China launched a graft inquiry into one of its top nuclear fuel experts, a move that comes as a purge roils the nation’s defense establishment, according to Bloomberg.
Li Guangchang, a senior adviser to China National Nuclear Corp.’s science and technology committee, was under investigation for “serious legal and disciplinary violations,” the nation’s graft buster said in a statement on Saturday without elaborating.
State-owned CNNC says on its website that it is China’s sole producer and supplier of nuclear fuel. It “shoulders the dual historic missions of national defense construction and national economic and social development,” the website said, indicating it is linked to both the military and civilian industry.
Chinese leader Xi Jinping launched a sweeping purge of the armed forces last year, including the high-profile removal of the former defense minister Li Shangfu after just months on the job. US spies believe the decision was in response to the discovery of widespread corruption in the military, including in the Rocket Force, which manages the expanding nuclear arsenal.
The US assessments cited several examples of the impact of graft, including missiles filled with water instead of fuel and vast fields of missile silos in western China with lids that don’t function in a way that would allow the missiles to launch effectively, according to one person familiar with the assessments.
Xi hasn’t directly commented on the situation. While visiting troops in the northeast in September last year he called for maintaining “a high degree of unity, security and stability” in the armed forces.
He continued his tradition of visiting troops before the weeklong Spring Festival holiday on Friday in Tianjin. He urged them to implement the Communist Party’s thinking “on strengthening the military and military strategy” in the year ahead, according to the official Xinhua News Agency.

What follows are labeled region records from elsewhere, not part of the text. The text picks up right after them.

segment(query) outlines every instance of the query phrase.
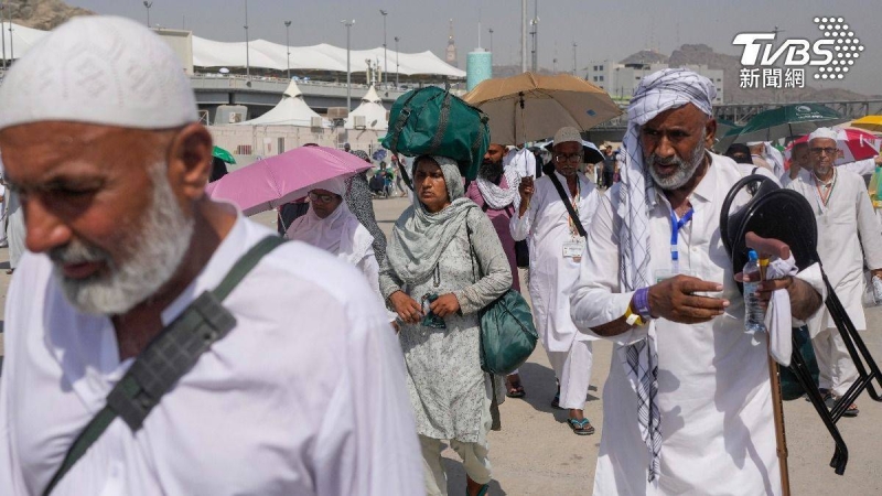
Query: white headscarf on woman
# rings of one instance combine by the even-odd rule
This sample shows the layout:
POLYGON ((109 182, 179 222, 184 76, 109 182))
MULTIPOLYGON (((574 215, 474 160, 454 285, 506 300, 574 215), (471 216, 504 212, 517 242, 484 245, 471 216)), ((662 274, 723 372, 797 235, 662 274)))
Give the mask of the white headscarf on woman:
MULTIPOLYGON (((313 190, 325 190, 345 196, 346 179, 333 177, 316 184, 313 190)), ((327 250, 352 265, 362 261, 368 255, 368 250, 372 250, 370 245, 374 242, 374 237, 362 226, 345 201, 325 218, 320 218, 310 207, 306 215, 291 223, 284 237, 327 250)))
POLYGON ((424 155, 413 163, 418 166, 429 159, 438 163, 444 174, 451 204, 432 214, 419 201, 419 192, 415 191, 413 205, 395 223, 386 257, 396 276, 406 283, 421 282, 432 273, 448 244, 462 229, 469 211, 477 208, 474 202, 464 197, 456 162, 447 157, 424 155))

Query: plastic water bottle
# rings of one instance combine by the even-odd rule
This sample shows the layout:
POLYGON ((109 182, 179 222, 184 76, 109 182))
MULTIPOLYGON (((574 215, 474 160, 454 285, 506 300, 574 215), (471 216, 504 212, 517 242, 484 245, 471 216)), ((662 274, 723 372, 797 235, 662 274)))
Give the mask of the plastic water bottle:
POLYGON ((756 251, 750 250, 747 263, 742 271, 744 279, 744 330, 747 332, 765 331, 765 312, 760 306, 756 289, 760 287, 760 257, 756 251))

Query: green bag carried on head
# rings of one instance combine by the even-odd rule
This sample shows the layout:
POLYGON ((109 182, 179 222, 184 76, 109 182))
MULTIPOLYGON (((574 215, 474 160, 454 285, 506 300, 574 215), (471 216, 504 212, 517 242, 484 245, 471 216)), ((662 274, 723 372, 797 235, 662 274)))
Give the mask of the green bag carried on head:
POLYGON ((463 177, 473 180, 490 148, 488 120, 450 89, 427 86, 395 101, 383 145, 408 157, 448 157, 460 164, 463 177))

There’s no indication that Li Guangchang’s case is linked to graft in the military. He took on the adviser role at CNNC in 2021 after serving as director of the company’s nuclear fuel department. While in that job in 2007, Li vowed to advance the domestic production of nuclear power.
Li is among a handful of figures in the nuclear sector to come under investigation recently. The graft fighter, the Central Commission for Discipline Inspection, said last month that it was probing Zhong Hongliang, the former chairman of CNNC Shaanxi Uranium Enrichment Co.
In December, Wu Xiujiang, former party chief and chairman of CNNC Environmental Protection Co., came under investigation. CNNC’s graft inspectors said in September that a six-month inquiry found 10 problems with the company’s procurements, including issues related to having just one supplier and loose management of suppliers.